Log out of the instance and copy your new key to your local machine.
scp -i ~/.ssh/vpn_key.pem ubuntu@$PUBLIC_IP:CLIENTNAME.ovpn CLIENTNAME.ovpn
Now open up your favorite OpenVPN client and try to connect with your new key. If everything has worked correctly you should be able to Google "what's my ip" and it shows you the public ip of your instance.
With a working key locally, we can turn off port 22 now. No more shelling needs.
aws ec2 revoke-security-group-ingress --group-id $SECURITY_GROUP --protocol tcp --port 22 --cidr 0.0.0.0/0
Now load up your favorite mobile OpenVPN client for iOS or Android and put your key on your phone (different approaches here based on mobile platform).
Setup a phone number that can receive your text messages and fire off the events for starting and stopping your VPN. Twilio has a free tier that allows you to have a single phone number. This phone number can only be used to call/message approved phone numbers.
- Head over to Twilio and signup/login.
- Create a Project
- From the Twilio Console grab the ACCOUNT SID and AUTH TOKEN values. We will need those later.
- Navigate to the Purchase a Number page and buy a new number with SMS capabilities.

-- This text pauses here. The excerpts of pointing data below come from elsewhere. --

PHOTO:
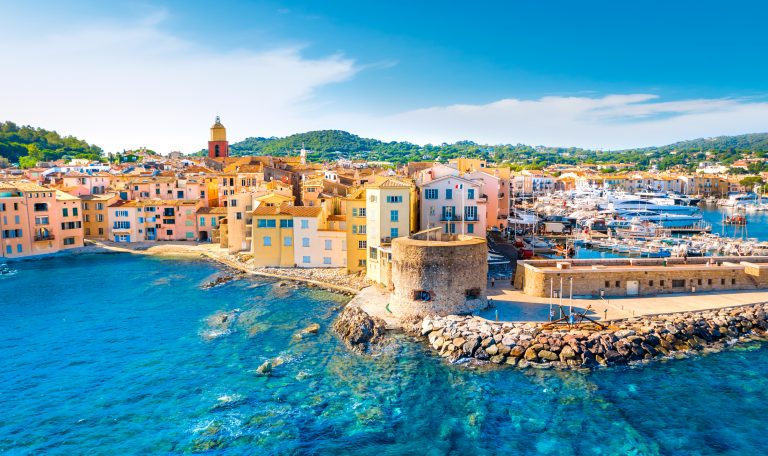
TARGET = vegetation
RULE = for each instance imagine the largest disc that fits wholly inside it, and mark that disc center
(330, 145)
(27, 145)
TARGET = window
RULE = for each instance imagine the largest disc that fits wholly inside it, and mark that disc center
(421, 295)
(266, 223)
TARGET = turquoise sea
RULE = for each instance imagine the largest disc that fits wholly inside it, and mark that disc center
(116, 354)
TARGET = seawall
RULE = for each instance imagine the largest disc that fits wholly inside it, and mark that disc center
(459, 338)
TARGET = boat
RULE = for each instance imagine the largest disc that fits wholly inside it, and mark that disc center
(635, 228)
(738, 220)
(664, 220)
(6, 270)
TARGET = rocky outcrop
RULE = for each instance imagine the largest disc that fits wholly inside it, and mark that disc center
(634, 340)
(221, 280)
(359, 330)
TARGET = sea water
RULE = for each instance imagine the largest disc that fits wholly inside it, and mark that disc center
(122, 354)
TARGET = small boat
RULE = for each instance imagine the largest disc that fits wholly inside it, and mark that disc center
(739, 220)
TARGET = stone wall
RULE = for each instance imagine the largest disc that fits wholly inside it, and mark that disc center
(438, 277)
(614, 278)
(633, 340)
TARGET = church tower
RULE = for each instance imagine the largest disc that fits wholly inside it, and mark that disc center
(218, 147)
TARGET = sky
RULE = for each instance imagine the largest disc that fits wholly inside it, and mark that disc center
(595, 74)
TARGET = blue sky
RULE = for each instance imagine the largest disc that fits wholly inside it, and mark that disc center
(592, 74)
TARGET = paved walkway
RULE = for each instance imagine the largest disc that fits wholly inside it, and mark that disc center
(633, 306)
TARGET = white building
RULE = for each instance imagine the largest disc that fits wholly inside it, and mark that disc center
(455, 204)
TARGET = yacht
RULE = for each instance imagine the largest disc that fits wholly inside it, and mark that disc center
(663, 205)
(664, 220)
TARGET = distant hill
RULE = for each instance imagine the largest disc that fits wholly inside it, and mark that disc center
(27, 145)
(328, 145)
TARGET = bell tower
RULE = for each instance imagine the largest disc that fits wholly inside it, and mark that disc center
(218, 146)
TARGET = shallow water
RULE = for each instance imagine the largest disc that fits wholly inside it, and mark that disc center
(120, 354)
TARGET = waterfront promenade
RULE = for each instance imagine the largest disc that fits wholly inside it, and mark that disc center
(506, 298)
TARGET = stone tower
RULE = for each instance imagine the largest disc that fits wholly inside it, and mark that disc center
(218, 146)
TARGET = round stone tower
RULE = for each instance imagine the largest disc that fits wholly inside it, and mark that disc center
(438, 277)
(218, 146)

- Add your personal phone number to the list of Verified Callers
The API will be running on a combination of AWS Lambda and API Gateway powered via Zappa.
There are a few pieces of information we need to customize here for your implementation. Open up
the zappa_settings.json
file:
- Set the environment variables.
{
"TWILIO_ACCOUNT_SID": "your_value", # The ACCOUNT SID value from the Twilio console
"TWILIO_AUTH_TOKEN": "your_value", # The AUTH TOKEN value from the Twilio console
"TWILIO_PHONE_NUMBER": "+14565557890", # The Twilio phone number you purchased
"ALLOWED_SENDER": "+14565557890", # Your cell phone number that was verified on Twilio
"EC2_INSTANCE_ID": "i-1234567890", # The instance id of your VPN
"EC2_REGION": "us-east-1" # The region of your EC2 instance
}
- Replace EC2_INSTANCE_ID in the
extra_permissions
setting with your actual instance id to give lambda permission to turn it on/off - Replace the value in
s3_bucket
with the name of a bucket for holding your project during deployment. You can set this to some random value and Zappa will create the bucket for you.
Once that is done, create a virtual environment and deploy the API.
python3.6 -m venv env
source env/bin/activate
pip install -r requirements.txt
zappa deploy
When the deployment process finishes, Zappa spits out your new API Gateway URL.
The API is live now. So we are going back to Twilio to tell it to send incoming messages to the API.
- Go to the Twilio Phone Numbers page and select your number.
- Towards the bottom of the page, add your API Gateway endpoint to the incoming message as a webhook.
When your new number receives a text, it will send a POST request to the API we have deployed.
That's it! Try sending some texts to the Twilio phone number with "VPN on" and "VPN off" to make sure it works.
If you remember to turn off the VPN when you're done using it, costs should be pennies.